Risky Hires

I was meeting with Kelie’s fantastic 10th St. Talent team the other day and they asked – and demanded I be honest – if I actually read all of the extensive background material they pass along when they recommend I interview a candidate.

I confessed that I do not. Not because I don’t think it’s valuable, nor because I’m a lazy degenerate (though some might disagree), but because I trust that they do, and I trust their judgment. After all, they have no incentive to pass along a candidate that they didn’t believe is qualified and likely to be a good fit. 

What I do do is read just enough to understand who I’m meeting and why.

That’s because the only thing I do when I’m interviewing a candidate for a job opening these days (at the risk of revealing a secret to getting a job with Permanent Equity) is go on a 30-minute walk around town with them and see if they can hold an engaging conversation the entire time. If yes, then I usually think we should hire them. 

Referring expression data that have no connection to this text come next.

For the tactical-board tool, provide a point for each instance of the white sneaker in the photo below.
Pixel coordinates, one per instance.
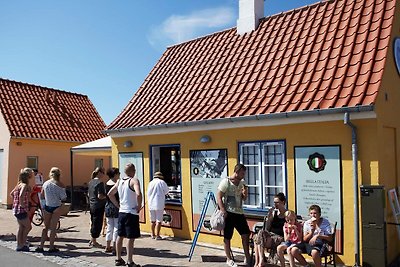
(231, 263)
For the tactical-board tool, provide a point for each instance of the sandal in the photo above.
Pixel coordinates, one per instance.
(53, 250)
(132, 264)
(95, 245)
(119, 262)
(39, 249)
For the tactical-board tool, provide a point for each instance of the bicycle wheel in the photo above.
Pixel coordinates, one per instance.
(37, 217)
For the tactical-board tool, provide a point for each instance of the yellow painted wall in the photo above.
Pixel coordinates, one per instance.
(388, 141)
(324, 133)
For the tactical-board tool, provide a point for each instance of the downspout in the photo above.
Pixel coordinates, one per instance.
(72, 178)
(355, 187)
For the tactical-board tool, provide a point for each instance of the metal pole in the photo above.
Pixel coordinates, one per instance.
(72, 177)
(355, 188)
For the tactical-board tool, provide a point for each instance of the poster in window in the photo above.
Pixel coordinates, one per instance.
(318, 174)
(137, 159)
(207, 167)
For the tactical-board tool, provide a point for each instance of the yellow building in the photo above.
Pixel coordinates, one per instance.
(300, 98)
(38, 128)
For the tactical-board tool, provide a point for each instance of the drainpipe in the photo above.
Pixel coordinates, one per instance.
(355, 186)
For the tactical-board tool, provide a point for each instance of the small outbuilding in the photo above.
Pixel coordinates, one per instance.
(38, 127)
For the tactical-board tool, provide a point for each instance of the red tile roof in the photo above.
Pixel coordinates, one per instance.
(324, 56)
(32, 111)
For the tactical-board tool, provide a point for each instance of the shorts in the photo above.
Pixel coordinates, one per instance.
(156, 215)
(21, 216)
(235, 221)
(50, 209)
(288, 243)
(128, 225)
(307, 248)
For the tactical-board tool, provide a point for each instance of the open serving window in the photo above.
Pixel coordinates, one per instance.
(167, 159)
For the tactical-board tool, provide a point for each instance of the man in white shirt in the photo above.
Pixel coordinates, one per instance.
(130, 204)
(156, 192)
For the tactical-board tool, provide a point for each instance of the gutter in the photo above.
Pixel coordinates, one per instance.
(281, 115)
(354, 156)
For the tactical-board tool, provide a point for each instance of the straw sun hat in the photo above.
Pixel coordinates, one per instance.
(158, 175)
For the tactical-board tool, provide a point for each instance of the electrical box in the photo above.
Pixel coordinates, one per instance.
(373, 225)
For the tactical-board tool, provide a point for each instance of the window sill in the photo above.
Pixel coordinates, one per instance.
(173, 203)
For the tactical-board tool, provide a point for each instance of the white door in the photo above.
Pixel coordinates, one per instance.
(1, 173)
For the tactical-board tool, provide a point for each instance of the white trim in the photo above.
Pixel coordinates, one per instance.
(241, 124)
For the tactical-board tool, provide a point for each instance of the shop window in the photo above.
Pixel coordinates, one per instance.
(98, 163)
(266, 172)
(167, 159)
(32, 162)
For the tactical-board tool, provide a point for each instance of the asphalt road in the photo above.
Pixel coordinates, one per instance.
(11, 258)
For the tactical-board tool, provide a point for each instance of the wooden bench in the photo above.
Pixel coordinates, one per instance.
(328, 256)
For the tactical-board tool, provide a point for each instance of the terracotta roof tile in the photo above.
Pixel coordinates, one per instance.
(327, 55)
(32, 111)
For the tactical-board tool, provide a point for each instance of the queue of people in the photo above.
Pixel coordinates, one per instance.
(120, 200)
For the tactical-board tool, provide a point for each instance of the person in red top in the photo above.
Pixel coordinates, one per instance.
(20, 195)
(293, 235)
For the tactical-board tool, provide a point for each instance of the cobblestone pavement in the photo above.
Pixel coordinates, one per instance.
(73, 238)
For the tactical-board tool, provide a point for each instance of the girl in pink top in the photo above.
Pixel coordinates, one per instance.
(20, 195)
(293, 235)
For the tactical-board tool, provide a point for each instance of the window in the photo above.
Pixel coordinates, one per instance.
(167, 159)
(32, 162)
(98, 163)
(266, 172)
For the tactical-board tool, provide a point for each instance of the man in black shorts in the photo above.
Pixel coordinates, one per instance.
(130, 203)
(231, 193)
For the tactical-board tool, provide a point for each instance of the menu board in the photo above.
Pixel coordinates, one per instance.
(318, 181)
(207, 167)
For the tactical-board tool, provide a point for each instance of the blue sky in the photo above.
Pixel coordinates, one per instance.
(105, 48)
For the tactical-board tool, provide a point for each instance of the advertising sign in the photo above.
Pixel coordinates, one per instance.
(207, 167)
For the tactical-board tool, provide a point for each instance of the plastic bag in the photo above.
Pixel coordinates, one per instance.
(217, 220)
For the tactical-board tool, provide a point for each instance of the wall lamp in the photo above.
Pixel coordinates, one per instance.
(205, 139)
(128, 143)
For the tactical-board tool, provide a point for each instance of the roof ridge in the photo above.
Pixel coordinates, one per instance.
(261, 20)
(43, 87)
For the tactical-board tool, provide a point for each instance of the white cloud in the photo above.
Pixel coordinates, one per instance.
(180, 28)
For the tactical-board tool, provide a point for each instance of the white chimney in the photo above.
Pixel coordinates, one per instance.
(250, 13)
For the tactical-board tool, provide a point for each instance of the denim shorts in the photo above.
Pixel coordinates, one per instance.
(21, 216)
(50, 209)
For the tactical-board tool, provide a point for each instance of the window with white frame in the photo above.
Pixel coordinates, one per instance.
(266, 172)
(32, 162)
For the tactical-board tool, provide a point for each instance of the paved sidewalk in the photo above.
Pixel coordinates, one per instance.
(73, 238)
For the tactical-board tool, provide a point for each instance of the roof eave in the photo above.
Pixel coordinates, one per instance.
(293, 114)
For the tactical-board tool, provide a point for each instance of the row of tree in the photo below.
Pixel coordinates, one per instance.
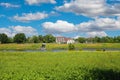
(96, 39)
(21, 38)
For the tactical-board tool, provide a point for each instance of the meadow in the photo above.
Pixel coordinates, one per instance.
(51, 46)
(66, 65)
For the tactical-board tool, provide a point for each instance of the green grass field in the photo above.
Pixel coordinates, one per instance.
(50, 46)
(69, 65)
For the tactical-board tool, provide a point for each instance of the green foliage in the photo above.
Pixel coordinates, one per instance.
(34, 39)
(81, 40)
(3, 38)
(71, 47)
(40, 37)
(49, 38)
(59, 66)
(20, 38)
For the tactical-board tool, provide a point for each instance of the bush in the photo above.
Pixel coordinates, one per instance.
(71, 47)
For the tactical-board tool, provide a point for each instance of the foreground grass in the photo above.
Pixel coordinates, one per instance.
(50, 46)
(69, 65)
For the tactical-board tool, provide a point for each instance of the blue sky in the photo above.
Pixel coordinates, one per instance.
(70, 18)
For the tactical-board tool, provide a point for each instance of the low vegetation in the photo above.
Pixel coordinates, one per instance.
(52, 46)
(59, 65)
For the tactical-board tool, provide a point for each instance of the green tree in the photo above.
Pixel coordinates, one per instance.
(3, 38)
(40, 37)
(34, 39)
(20, 38)
(81, 40)
(71, 47)
(49, 38)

My reasoning is that if you can hold an engaging conversation with a stranger for 30 minutes, it means you’re entertaining, likable, and curious. And being entertaining and likable and curious are the three traits that make for the most successful professionals. 

That brought us to the idea of risky hires – individuals who might not have the skills or experience for the job. Because if you’re a recruiter, you’re probably on thin ice recommending someone for a position for which they might not be qualified even if they are those three other things. So I told my own story of not really being qualified for any of the jobs I’ve been hired to do.

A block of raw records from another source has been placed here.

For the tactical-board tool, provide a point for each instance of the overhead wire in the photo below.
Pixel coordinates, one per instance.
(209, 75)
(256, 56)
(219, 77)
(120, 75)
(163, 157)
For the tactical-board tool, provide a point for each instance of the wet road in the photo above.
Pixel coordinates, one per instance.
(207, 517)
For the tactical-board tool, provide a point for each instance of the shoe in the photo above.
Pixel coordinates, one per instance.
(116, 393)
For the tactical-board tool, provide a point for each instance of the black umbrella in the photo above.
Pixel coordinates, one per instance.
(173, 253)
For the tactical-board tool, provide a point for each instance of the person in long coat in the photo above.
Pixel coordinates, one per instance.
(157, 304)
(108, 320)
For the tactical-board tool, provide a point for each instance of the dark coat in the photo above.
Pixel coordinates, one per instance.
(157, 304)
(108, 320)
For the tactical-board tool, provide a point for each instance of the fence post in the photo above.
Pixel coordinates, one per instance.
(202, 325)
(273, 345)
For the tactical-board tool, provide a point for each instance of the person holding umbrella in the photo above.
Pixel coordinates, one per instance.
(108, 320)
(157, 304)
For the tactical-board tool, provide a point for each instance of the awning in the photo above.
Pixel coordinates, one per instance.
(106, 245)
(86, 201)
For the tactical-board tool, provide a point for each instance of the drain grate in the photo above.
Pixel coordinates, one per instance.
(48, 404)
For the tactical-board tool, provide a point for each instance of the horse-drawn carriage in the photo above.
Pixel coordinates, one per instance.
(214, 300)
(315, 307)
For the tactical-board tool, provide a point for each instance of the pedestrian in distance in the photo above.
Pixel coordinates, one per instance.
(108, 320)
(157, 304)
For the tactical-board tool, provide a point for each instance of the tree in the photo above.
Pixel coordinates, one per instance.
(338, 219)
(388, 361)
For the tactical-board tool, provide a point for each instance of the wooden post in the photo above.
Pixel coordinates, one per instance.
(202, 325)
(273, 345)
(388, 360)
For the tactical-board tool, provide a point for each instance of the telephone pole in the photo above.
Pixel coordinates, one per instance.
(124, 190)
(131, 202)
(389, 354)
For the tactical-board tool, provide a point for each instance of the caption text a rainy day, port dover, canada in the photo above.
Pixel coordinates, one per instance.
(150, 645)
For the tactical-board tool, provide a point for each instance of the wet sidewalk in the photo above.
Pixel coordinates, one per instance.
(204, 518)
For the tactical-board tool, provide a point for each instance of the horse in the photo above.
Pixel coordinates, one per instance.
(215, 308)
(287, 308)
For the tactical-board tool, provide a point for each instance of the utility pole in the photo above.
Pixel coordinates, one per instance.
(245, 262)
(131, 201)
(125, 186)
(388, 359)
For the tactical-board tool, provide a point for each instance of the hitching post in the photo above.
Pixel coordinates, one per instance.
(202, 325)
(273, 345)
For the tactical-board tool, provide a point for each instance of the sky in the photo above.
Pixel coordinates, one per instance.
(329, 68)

A concept I’ve been toying with recently (and it might be too cute) is something I call skillability – a portmanteau mash-up of skill, ability, and scalability. The idea is that no one you hire will have exactly what you need today and you don’t know what you’ll need in the future. So what you’re looking for in a job search is someone with skillability i.e., a track record of building skills and scaling them into ever more important areas.

The thing about risk, remember, is that it’s negative reward. Variance. Without variance, upside is limited. So another way to look at a “risky” hire is that it’s a hire with more potential upside. And another way to look at a “low-risk” hire is that you might fill the role, but perhaps no more.

Our good friend Graham from Chick-fil-A shared an insight from NASA recently (we all went space crazy in April thanks to Artemis II and Project Hail Mary) that one of the most important traits of a team leader is a sense of humor because “Laughter, as much as courage, will sustain astronauts on their long quest to Mars.”

Sounds like I’m not the only one who thinks funny stories are the best.